Over at Not Even Wrong, Peter Woit pans “Down the Rabbit Hole,” a movie about quantum mechanics, paranormal phenomena, and the deep imaginary connection between the two that’s setting the pseudoscience world on fire. (Don’t worry — the fire is harmless to those who have balanced their chakras.)
“Rabbit Hole” is a rehash of the 2004 film “What the Bleep Do We Know!?”; apparently the new version is longer and includes more crackpots, but the basic howlers are the same. (Woit’s summary: “entanglement=we are all connected, superposition=anything you want to be true is true.”)

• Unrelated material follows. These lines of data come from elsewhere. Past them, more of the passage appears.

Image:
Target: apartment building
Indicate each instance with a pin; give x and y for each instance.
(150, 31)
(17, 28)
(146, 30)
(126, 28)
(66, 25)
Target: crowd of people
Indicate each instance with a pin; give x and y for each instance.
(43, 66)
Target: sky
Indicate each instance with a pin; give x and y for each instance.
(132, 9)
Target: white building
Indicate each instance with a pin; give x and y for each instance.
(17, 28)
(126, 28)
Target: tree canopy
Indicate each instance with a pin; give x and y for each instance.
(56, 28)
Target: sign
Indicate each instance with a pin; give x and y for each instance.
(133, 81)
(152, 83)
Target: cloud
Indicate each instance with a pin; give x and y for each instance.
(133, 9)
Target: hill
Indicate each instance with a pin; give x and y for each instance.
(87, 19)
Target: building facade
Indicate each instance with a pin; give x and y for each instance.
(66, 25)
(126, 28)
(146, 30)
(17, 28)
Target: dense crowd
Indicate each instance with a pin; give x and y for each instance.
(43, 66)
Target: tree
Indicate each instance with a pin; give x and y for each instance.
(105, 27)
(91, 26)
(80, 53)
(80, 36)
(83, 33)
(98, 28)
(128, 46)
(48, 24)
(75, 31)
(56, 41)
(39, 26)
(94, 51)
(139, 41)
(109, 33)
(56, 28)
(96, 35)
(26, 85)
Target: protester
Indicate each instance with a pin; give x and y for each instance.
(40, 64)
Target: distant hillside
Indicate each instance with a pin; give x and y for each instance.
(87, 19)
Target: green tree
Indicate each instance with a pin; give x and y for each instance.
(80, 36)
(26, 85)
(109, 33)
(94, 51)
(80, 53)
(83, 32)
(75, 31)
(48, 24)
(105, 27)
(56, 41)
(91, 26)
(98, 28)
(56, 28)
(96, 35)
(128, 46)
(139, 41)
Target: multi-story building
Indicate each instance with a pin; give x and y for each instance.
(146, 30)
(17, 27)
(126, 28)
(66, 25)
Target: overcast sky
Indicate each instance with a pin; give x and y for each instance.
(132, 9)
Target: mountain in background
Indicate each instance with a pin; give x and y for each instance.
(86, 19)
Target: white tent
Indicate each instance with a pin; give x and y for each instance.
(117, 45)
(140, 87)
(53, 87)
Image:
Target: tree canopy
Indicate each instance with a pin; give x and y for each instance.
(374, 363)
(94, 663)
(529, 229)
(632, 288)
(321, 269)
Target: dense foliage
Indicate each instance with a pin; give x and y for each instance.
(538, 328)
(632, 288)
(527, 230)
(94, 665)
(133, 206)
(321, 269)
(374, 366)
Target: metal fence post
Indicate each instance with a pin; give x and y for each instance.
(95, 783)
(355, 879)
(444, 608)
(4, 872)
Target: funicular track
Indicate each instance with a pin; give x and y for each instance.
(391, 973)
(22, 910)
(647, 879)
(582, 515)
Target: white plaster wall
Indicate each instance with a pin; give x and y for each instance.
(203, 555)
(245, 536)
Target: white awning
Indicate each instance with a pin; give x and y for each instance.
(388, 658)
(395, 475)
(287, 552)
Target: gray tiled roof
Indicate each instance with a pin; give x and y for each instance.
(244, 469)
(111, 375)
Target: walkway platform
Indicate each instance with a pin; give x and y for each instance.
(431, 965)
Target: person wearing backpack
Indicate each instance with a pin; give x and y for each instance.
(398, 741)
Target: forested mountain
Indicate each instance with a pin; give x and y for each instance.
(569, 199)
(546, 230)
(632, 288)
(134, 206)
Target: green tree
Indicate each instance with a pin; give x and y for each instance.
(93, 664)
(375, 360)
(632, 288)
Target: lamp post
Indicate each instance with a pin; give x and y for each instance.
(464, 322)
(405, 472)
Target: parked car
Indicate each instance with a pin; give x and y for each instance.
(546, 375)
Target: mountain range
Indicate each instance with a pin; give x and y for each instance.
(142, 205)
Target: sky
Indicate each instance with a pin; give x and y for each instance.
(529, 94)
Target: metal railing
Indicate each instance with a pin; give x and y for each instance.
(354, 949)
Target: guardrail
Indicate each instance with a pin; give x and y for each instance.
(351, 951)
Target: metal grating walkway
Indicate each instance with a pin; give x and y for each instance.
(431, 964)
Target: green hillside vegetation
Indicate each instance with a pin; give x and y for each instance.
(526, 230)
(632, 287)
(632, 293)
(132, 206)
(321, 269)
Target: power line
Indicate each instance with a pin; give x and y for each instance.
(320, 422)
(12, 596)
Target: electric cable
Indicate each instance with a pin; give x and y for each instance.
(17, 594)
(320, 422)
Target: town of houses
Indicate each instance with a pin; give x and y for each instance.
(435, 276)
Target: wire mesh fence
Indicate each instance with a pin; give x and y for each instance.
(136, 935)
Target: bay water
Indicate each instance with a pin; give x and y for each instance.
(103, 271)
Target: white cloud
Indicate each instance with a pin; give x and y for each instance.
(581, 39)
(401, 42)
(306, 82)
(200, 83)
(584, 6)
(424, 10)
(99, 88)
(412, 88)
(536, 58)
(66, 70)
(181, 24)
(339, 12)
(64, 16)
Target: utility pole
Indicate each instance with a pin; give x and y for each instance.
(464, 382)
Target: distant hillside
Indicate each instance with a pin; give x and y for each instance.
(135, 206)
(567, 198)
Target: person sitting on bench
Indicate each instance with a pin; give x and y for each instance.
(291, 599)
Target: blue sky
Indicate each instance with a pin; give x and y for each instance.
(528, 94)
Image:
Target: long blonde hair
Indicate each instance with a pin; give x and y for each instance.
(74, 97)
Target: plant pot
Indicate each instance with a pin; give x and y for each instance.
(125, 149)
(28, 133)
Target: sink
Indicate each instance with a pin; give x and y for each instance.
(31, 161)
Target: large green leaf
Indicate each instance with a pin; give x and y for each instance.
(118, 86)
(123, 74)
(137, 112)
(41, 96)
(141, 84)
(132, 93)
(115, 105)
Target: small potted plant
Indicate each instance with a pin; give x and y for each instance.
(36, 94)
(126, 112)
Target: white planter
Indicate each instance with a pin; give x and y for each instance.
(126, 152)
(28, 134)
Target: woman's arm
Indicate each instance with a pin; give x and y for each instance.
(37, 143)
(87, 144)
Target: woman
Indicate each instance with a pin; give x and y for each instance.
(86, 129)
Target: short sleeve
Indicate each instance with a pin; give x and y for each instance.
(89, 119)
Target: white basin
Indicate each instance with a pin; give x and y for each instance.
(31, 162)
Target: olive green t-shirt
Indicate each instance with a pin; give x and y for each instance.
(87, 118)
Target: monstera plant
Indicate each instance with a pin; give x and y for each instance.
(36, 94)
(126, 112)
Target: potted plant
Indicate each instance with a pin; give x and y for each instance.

I suppose I’ll eventually have to don a fake mustache, clothespin my nose, and go endure this movie, since people often bring it up when I tell them what I do for a living:
ME: …so, at least in the black-box model that we can analyze, my result implies that the quantum speedup for breaking cryptographic hash functions is only a polynomial one, as opposed to the exponential speedup of Shor’s factoring algorithm.
PERSON AT COCKTAIL PARTY: How interesting! It’s just like they were saying in the movie: reality is merely a construct of our minds.
But if I do jump down the Rabbit Hole, my worry is that I won’t make it through:
“Sir, if you don’t stop causing a disturbance, we’ll have to escort you out of the movie theater…”
“BUT YOU CAN’T USE QUANTUM MECHANICS TO CHANNEL DEAD PEOPLE! IT’S A LINEAR THEORY! POSTSELECTION’S NOT ALLOWED!”
“Alright, come with us, sir.”
“LINEAR, I TELL YOU! AND THE MEASUREMENTS OBEY THE |Ψ|2 RULE! WHAT THE %*#()$*$ DO THESE IDIOTS KNOW!? I’M BEGGING YOU, STOP THE PROJECTOR!”
Since this hasn’t yet happened, what inspired the present post was not the movie itself, but its title graphic:
Staring at this image, I came up with something that I call the Cringeometer: a quick way for anyone, scientist or not, to predict whether a given popular depiction of science will cause scientists to cringe. To use the Cringeometer, you don’t have to make any decisions about technical accuracy. All you have to do is look for mathematical symbols such as Σ, ε, and π, and then ask yourself two questions:
- Are the symbols used to create an aura of profundity and unintelligibility, without regard for their meaning — more or less like Christmas tree ornaments?
- If so, is the effect humorous?
The results should be self-explanatory — but just in case they aren’t, I’ll end with three sample applications of the Cringeometer.
- “What the Bleep?” explodes the Cringeometer even before the movie has started.
- NUMB3RS also sets the Cringeometer off, even though it probably does more good than harm for public math appreciation. This illustrates that the Cringeometer can’t predict scientists’ detailed opinions — only the involuntary, physical reaction of cringing.
- “The Far Side” cartoons never set the Cringeometer off.